Gerry Hussey
- Born: 12 March 1932 Hampstead, London
- Died: 6 March 1959 (aged 26) Rowley Park Speedway, South Australia
- Nationality: British (English)

Career history
- 1954-1955: West Ham Hammers
- 1956: Norwich Stars
- 1958: Leicester Hunters

Individual honours
- 1956, 1958: Speedway World Championship finalist
- 1956: Victorian State Champion

= Gerry Hussey =

British motorcycle speedway rider

Gerald Arthur Hussey (12 March 1932 – 6 March 1959) was an international motorcycle speedway rider from England. He earned two international caps for the England national speedway team.

== Speedway career ==
Hussey reached the final of the Speedway World Championship in the 1956 Individual Speedway World Championship.

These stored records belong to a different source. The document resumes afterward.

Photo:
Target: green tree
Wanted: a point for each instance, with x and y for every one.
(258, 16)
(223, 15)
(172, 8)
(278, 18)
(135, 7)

Hussey rode in the top tier of British Speedway, riding for various clubs. After spending the 1956 season with Norwich Stars, he missed the 1957 season, choosing to ride in Australia.

In December 1957, Hussey was badly injured racing midget cars in Australia. His injuries included head lacerations and spinal injuries. However, he continued to race midget cars and on 6 March 1959, he was killed following a crash in a midget car race at Rowley Park Speedway in South Australia.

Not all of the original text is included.